Going (Bike) Shopping With My Cousin

Today I spent much of the day helping my long-lost cousin buy a bike.

OK, I know that was hyperbolic-- but only slightly. I did indeed go bike-shopping with him. And, until a few months ago, he was long-lost, sort of. Well, actually, I knew he was alive and more or less where he was. Still, I managed not to see him for forty years--until late August, just before the semester started.

It wasn't by design that I didn't see him for all of those years--unless, of course, you believe that some power higher than yourself willed it so. I am not saying that there was no Grand Design behind our separation; I simply don't know that there was such a plan.
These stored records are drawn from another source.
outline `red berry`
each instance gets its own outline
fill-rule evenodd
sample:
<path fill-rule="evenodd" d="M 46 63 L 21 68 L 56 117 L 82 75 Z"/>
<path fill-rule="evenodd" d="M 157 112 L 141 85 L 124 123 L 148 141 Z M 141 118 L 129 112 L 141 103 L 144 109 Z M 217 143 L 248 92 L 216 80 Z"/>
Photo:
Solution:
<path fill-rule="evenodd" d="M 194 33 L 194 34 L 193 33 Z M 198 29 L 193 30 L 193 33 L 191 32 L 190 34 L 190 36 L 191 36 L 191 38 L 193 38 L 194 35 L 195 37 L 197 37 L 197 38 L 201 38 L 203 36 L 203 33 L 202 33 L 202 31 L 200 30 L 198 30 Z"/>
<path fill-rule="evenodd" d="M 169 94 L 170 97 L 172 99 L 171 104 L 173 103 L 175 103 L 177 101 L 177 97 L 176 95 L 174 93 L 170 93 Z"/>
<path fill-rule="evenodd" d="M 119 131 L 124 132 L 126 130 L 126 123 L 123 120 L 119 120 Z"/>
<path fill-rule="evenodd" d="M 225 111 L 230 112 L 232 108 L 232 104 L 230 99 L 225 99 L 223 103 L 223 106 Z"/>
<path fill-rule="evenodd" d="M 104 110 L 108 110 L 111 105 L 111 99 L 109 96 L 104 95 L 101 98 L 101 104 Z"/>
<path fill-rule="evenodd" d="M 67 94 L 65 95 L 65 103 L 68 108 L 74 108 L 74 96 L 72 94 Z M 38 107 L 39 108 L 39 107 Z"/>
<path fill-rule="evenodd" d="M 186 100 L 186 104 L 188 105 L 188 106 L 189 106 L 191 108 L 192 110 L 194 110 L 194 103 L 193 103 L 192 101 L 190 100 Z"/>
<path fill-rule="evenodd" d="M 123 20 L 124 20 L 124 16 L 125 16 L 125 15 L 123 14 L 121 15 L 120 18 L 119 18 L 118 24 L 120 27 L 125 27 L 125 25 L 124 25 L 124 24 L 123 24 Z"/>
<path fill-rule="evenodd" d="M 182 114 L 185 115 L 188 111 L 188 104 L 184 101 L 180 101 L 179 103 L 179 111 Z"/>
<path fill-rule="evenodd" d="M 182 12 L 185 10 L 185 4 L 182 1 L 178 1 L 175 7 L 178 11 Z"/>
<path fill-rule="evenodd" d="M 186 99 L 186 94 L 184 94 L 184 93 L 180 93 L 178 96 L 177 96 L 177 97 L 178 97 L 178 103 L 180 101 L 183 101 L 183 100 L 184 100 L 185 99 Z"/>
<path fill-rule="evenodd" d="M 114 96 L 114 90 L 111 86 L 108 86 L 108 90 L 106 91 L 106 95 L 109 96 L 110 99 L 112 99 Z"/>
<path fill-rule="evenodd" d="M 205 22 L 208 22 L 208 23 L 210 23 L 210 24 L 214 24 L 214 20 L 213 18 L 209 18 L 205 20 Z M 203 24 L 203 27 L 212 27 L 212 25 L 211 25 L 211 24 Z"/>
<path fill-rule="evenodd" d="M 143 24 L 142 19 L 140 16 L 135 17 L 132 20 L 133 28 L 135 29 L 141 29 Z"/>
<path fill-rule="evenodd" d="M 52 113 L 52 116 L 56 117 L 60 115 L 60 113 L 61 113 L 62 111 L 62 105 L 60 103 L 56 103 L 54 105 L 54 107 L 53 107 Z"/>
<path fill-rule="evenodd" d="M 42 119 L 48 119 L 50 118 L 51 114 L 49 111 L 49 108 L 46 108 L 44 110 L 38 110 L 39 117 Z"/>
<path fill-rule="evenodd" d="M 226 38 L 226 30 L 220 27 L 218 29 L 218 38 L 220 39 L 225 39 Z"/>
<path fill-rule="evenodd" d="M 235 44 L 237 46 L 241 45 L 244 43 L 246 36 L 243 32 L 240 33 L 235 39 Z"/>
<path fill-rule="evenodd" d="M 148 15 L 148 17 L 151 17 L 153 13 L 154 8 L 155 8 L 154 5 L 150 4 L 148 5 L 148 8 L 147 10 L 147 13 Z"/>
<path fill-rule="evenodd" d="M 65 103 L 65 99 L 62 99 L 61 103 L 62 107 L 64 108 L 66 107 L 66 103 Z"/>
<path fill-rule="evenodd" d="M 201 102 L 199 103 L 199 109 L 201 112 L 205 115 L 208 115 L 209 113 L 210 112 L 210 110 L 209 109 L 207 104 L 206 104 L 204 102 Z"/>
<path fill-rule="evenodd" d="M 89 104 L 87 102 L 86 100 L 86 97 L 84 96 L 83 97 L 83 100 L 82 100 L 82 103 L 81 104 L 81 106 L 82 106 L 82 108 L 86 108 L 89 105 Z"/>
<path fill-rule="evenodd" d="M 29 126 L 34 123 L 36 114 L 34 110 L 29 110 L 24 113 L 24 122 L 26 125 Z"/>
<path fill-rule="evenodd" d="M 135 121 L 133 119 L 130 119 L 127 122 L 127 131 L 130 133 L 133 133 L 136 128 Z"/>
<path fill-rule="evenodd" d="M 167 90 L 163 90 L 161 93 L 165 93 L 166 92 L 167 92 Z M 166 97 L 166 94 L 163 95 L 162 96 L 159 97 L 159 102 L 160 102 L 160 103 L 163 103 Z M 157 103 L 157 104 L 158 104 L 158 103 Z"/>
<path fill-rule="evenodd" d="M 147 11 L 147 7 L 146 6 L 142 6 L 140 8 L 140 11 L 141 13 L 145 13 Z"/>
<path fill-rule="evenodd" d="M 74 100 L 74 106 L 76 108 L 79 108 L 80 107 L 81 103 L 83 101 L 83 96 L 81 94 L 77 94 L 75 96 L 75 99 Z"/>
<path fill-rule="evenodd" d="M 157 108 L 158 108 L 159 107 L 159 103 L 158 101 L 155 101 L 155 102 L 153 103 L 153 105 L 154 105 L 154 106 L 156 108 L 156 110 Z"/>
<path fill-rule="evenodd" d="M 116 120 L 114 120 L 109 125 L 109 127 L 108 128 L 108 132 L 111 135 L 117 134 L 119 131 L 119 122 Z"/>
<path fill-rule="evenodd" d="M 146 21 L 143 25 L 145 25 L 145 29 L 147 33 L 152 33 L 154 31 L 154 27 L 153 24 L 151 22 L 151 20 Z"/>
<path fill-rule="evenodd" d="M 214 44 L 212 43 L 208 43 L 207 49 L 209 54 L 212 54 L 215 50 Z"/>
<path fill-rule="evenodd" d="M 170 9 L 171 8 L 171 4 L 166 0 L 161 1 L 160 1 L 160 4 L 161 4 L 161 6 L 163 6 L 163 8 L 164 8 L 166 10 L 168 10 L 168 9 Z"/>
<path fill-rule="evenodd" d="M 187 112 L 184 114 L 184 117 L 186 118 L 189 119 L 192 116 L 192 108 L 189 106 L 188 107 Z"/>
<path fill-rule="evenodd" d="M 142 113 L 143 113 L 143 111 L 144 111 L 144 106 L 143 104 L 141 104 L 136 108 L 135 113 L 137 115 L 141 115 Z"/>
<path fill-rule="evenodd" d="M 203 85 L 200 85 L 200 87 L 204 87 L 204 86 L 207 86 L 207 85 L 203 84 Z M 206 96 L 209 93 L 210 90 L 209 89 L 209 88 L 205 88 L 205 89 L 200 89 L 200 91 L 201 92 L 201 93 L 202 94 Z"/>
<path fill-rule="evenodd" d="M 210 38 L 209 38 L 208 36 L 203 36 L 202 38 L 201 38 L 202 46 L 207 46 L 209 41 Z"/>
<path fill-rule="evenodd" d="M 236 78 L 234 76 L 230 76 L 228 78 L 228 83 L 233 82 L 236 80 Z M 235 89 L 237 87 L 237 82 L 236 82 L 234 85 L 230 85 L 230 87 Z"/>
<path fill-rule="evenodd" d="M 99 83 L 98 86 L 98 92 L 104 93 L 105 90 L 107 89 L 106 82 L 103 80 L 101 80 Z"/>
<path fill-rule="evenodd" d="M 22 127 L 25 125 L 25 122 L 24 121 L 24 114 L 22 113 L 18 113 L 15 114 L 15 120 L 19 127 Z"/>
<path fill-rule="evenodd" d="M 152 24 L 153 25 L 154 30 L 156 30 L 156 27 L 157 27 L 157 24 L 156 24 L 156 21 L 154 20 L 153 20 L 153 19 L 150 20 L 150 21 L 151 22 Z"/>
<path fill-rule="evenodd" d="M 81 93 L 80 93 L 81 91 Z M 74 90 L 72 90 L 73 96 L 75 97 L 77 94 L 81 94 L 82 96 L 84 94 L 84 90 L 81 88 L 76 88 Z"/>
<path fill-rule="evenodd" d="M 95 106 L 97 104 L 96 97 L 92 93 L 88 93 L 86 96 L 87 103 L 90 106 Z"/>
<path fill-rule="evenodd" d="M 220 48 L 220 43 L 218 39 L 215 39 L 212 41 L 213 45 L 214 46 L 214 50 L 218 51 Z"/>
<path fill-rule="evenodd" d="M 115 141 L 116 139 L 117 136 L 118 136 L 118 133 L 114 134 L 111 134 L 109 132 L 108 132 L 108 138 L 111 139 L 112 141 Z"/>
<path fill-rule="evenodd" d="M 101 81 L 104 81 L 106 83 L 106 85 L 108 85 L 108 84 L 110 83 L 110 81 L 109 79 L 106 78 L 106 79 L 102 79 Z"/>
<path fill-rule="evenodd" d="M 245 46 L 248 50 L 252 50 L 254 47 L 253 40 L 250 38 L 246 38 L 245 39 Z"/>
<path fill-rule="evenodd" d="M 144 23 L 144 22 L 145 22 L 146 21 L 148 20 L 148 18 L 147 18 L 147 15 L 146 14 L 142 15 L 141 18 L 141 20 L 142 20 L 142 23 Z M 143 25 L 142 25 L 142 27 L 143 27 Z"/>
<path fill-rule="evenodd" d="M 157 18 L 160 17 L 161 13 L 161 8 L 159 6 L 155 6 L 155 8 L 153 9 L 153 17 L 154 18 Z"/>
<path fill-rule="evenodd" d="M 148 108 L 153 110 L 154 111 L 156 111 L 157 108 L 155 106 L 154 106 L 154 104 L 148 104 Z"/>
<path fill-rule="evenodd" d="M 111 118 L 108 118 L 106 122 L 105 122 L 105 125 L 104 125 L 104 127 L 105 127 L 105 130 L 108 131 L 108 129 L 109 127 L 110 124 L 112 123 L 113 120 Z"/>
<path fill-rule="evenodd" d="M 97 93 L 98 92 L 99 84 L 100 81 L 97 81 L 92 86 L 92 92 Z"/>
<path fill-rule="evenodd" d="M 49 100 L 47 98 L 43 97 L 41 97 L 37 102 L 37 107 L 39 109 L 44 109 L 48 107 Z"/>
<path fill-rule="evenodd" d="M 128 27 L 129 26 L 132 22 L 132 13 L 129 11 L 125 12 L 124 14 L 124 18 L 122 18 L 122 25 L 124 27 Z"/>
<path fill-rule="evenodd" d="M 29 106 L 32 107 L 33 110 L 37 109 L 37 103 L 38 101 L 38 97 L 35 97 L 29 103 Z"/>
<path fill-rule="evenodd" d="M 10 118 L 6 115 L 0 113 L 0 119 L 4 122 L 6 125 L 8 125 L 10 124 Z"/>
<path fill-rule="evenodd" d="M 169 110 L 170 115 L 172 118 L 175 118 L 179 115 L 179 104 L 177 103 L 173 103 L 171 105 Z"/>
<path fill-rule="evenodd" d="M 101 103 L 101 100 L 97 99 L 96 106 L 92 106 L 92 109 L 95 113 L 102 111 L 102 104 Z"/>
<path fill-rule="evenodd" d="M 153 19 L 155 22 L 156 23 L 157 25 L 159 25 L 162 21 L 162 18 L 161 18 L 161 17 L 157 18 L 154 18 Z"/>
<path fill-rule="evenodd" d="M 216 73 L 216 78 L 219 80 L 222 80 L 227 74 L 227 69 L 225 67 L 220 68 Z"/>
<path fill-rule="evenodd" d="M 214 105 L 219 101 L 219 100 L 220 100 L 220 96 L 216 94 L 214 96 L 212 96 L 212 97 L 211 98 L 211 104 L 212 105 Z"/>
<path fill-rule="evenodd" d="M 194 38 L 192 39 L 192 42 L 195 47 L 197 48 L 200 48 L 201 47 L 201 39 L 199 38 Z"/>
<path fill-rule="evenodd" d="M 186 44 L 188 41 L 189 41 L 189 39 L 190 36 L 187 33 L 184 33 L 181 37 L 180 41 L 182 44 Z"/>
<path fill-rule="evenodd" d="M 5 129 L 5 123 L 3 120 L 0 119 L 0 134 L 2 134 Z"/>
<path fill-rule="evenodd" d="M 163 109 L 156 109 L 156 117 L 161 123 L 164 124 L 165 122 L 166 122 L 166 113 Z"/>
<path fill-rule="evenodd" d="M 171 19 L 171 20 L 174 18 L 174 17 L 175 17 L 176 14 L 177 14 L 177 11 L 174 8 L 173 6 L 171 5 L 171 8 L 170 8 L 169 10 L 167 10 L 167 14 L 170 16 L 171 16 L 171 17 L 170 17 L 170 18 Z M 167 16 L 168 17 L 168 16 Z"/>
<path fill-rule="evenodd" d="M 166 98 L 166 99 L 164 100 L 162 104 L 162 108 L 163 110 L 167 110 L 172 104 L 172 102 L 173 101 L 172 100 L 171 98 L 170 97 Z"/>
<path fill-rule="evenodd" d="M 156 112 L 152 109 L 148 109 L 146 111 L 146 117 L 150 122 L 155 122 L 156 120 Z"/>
In any event, finding a bike that he liked turned out to be surprisingly easy. I know more than most other people know about bikes; still, it's been a while since I've guided anyone, through his initiation or re-initiation into the world of bicycling. And I didn't want to do what I would have done back in the day, when I was working in bike shops.

Back in my boy-racer days, I would have found it vaguely distasteful to help someone who knew almost nothing about bikes. Worse still would have been helping such a potential customer purchase a basic, entry-level machine: something I never, ever would ride myself. I also would have tried to get such a customer to spend more money than he or she had earmarked for his or her new steed.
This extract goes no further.